Can you recommend me some technique videos to regain basic technique?

Pitti

Rookie
Hi. I've been out of tennis for a decade, and I've been playing again a bit (once/twice a week) during last year. I've lost some technique. Can anyone recommend me some series of videos to improve my current technique and my footwork, so I can regain a bit of it?

Additional info:
  • I play with an eastern-like grip forehand. Sometimes hit a semi-western fh to get more spin, but my habitual stroke is flatter.
  • I play with a 1HBH, which also has little topspin. I try to "attack" the ball with it, at my waist, but I find I struggle with it whenever I must hit it higher. It also lacks some power in some moments.
  • My serve back then was a "pin-point" serve (with both feet together), although I could also serve in a platform stance. Now I'd like to recover my "pin-point" serve, since I think it gave me a bit more power, but I can't get to do it consistently. In any case, pinpoint or platform, I need some serve improvement. My kick serve is average, my slice one is better. And my flat one lacks some power. I play 1st and 2nd serve at almost the same speed, just with a different amount of spin. I don't commit many double faults.
  • I like to approach the net and volley.
  • My slice backhand is coming back to life, with some side spin and some consistency, but I still hit some awful ones!
  • I tend to fall either short or long in dropshots, except at cross volley dropshots at the net. Topspin lobs are good enough.
  • My sliced smash is good enough. My flat smash is worse. I tend to attack it more frontally than what I should (which is something I didn't do 10 years ago!).
  • Any footwork improvement is welcome.
  • Any tactical idea is also welcome.

Thank you very much.
 
You have unknown strokes.

About the only descriptions or advice that I see are for high level tennis stroke techniques.

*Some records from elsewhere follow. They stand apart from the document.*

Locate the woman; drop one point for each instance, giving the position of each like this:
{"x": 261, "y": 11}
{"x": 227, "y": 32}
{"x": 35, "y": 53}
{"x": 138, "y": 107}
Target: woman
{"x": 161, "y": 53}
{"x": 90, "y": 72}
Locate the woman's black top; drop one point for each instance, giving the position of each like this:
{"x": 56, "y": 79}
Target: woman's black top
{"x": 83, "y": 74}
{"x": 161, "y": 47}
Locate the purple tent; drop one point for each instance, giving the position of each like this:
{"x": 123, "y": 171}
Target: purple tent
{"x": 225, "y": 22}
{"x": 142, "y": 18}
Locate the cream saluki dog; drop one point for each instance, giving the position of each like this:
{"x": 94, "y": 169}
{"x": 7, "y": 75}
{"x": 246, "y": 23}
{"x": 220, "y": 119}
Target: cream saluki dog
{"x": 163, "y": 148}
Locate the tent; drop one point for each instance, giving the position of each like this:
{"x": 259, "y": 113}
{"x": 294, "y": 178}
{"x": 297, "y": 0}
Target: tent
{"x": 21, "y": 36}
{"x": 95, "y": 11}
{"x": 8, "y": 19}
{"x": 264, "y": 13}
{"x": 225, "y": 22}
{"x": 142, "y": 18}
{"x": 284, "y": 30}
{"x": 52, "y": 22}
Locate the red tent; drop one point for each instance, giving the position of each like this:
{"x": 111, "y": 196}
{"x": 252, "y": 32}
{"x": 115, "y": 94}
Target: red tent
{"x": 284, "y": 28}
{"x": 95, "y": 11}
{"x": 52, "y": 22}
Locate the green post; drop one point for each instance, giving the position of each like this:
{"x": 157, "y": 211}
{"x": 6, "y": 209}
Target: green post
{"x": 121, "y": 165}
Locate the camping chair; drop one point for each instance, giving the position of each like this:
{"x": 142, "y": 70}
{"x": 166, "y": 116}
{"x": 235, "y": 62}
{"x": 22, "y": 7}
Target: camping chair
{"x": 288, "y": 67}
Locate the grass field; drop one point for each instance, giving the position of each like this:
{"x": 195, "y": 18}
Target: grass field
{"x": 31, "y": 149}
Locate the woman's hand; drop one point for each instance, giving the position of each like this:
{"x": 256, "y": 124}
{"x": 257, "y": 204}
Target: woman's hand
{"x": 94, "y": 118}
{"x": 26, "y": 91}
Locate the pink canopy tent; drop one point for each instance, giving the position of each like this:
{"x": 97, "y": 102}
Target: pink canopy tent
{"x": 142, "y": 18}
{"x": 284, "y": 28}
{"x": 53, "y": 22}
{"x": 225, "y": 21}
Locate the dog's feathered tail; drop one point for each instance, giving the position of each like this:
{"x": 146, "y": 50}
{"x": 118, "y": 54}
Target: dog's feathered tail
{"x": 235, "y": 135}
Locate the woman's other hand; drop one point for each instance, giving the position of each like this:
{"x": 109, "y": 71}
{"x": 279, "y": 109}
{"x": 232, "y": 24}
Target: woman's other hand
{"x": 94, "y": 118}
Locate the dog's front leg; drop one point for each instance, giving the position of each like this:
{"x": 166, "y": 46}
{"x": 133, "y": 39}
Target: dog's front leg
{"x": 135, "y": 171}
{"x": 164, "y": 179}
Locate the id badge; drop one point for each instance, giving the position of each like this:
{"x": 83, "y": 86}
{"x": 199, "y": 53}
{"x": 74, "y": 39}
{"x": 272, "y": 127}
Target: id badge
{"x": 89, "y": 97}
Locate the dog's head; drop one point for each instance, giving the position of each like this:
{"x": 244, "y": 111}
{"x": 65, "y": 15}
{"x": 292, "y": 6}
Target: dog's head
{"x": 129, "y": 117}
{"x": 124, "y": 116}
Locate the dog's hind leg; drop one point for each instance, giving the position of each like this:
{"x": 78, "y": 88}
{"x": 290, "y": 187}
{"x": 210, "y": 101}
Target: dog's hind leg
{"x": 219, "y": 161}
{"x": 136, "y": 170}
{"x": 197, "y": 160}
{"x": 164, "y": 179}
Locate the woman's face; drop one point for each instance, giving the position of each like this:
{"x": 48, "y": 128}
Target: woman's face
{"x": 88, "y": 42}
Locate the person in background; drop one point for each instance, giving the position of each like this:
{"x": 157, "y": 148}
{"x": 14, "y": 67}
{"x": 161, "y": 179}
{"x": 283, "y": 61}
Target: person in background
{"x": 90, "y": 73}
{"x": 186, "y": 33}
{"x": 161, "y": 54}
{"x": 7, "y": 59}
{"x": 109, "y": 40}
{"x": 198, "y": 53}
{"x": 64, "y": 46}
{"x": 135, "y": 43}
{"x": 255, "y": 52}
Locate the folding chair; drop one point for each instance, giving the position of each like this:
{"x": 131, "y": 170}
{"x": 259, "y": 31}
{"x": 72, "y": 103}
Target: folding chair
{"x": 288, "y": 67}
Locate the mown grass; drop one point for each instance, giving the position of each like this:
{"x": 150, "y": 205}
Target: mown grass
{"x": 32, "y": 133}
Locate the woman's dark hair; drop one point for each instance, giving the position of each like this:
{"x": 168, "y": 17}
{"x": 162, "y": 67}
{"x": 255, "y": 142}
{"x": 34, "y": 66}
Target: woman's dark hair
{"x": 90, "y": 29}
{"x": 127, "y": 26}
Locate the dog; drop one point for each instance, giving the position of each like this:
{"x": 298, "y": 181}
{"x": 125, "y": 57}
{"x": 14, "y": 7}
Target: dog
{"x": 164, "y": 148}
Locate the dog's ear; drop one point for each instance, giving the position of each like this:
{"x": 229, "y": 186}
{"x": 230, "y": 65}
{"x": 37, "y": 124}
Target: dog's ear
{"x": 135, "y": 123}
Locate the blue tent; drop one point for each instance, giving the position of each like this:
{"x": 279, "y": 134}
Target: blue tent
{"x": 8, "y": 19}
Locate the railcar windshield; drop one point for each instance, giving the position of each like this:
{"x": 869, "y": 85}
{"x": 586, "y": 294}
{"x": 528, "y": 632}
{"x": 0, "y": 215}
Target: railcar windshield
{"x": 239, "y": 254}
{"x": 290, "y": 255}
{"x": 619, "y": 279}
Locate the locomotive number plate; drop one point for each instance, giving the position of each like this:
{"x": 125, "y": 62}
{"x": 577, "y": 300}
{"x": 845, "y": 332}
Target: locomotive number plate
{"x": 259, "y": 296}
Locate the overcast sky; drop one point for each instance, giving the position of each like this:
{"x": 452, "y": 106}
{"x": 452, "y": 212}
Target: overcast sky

This seems to be what I am seeing in high level backhand volleys. Look for it in high speed videos of Federer's volleys.
Backhand Volley:

Take a video of your serve and see if it is a Waiter's Tray. Racket face to sky briefly - probably a WT. Racket edge to ball briefly, as for Nalbandian, it might be a high level serve.
http://www.hi-techtennis.com/serve/big_l_student.php



For unknown strokes, who knows?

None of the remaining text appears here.